転職経験者の多くが、入社後にイメージギャップを感じているという。次ページの円グラフを見ても分かるように、面接時には聞きたいことを質問できたと思っていても、入社後には長く働けないと思ってしまう転職者が多い。これらは本当に入社しないと分からないのだろうか。心理カウンセラーの浮世満理子さんはこう指摘する。
「企業の人事には大抵、自社のことを大好きな人が配属されているものです。ポジティブな表現は8割ぐらいの気持ちで聞いておくべきでしょう。また『のんびりした会社』と話した後に、『遅くまで働いています』と言うとか、『忙しい』と言うわりに電話が鳴らないなど、話に矛盾がある場合は要注意です」
しかし、入社後のギャップ要因になりやすい残業時間や人間関係の実状は面接で質問しづらいことの一つ。キャリアカウンセラーの菊本奈々さんは、聞き出すタイミングや質問方法のコツをこう語る。
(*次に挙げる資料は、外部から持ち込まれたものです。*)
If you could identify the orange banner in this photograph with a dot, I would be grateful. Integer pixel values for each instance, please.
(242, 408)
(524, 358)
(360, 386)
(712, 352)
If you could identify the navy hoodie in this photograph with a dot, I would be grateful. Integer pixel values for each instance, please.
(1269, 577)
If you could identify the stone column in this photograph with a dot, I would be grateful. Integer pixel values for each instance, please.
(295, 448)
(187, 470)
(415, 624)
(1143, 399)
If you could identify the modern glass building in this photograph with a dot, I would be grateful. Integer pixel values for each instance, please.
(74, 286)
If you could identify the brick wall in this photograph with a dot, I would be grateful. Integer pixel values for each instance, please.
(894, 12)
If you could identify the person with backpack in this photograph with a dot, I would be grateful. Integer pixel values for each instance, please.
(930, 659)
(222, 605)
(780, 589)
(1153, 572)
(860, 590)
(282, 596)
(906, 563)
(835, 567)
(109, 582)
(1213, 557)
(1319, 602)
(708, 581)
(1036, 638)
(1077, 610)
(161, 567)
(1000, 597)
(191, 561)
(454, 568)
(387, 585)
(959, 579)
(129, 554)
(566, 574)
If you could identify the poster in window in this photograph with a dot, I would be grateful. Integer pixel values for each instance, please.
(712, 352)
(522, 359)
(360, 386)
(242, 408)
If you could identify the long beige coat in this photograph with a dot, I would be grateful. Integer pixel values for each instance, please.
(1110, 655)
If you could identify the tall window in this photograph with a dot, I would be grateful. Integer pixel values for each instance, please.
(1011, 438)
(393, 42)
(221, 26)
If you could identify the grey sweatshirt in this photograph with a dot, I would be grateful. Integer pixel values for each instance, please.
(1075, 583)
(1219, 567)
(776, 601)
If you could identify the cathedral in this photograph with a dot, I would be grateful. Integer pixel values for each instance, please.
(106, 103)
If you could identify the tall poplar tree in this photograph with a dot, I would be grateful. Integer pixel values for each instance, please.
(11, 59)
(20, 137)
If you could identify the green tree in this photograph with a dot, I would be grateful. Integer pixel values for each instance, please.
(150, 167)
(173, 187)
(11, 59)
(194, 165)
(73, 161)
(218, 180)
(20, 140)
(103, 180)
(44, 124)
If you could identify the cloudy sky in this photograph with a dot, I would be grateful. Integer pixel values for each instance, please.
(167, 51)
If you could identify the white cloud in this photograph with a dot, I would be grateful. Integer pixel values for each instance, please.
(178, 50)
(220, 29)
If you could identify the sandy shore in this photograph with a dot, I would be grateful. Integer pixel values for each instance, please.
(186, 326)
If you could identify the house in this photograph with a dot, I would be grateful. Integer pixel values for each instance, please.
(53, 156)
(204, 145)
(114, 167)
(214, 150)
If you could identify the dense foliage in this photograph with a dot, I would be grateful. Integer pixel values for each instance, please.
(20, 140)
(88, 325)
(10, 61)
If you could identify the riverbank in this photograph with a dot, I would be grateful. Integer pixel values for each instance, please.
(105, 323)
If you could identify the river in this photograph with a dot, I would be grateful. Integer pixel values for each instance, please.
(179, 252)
「休暇や給与は最終面接や内定後の入社条件提示で確かめるべきです。自己PRの際に『前職では○○でしたが、御社では?』と聞き出すのもテクニック。『何か質問は?』と聞かれたときに条件面ばかり聞くのは、印象を悪くするのでNGです。この場合は仕事に関することを聞いた方が良いでしょう」
何より自分に合った会社を見極めるには、自分の志向を把握しておくことが大切だ。
「残業ややりがいなど、すべての条件を満たす会社は、残念ながらまれです。まずは自分が譲れないものが何なのか考えましょう」(菊本さん)
「例えばお給料の質問なら、なぜお金にこだわるのか説明できないとダメです。面接官に質問の意図が伝わらないと、やる気がないと誤解される可能性があるので気を付けてください」(浮世さん)
長く働ける会社の条件は人によって違う。自分に合った会社を見つけるために、志向を整理して面接に臨もう。